Dupont-Aignan a perdu un parrainage. Et en attendant un tel candidat, lors de la précédente présidentielle, Gérard Dagry avait choisi Nicolas Dupont-Aignan, candidat en 2012 mais aussi en 2017, qui malgré des efforts pour fidéliser ses soutiens, n'a pas convaincu. "Il m'a même invité à une exposition de peinture dans sa ville d'Yerres !" raconte l'élu.

Un "parrainage de colère". Quant à Gérard Schivardi en 2007, il assure que c'était un parrainage de colère.
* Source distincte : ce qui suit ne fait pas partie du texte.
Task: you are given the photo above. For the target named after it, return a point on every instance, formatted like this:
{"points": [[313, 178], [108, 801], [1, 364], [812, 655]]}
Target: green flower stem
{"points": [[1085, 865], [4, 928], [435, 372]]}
À l'époque, le candidat du Parti des travailleurs avait été mis de côté par l'Association des maires de France pour s'être autoproclamé "candidat des maires". "Cette polémique m'avait agacé, alors je lui avais accordé un parrainage de colère." Mais cette fois-ci, ce sont des convictions politiques qui ont guidé le choix de Gérard Draguy. 

La course aux parrainages. Pour le moment, François Fillon est le seul candidat à avoir dépassé les 500 parrainages nécessaires pour valider sa candidature à l'élection présidentielle. Le candidat LR est suivi d'Emmanuel Macron (En Marche !), avec 229 parrainages, Nathalie Arthaud (LO) 201, Benoît Hamon (PS) 184 et Jean-Luc Mélenchon (La France insoumise) 87. La candidate du Front national, Marine Le Pen, en a pour l'heure 25. Philippe Poutou (NPA) disposait lui, mercredi, de 35 paraphes et Nicolas Dupont-Aignan (Debout la France) de 31.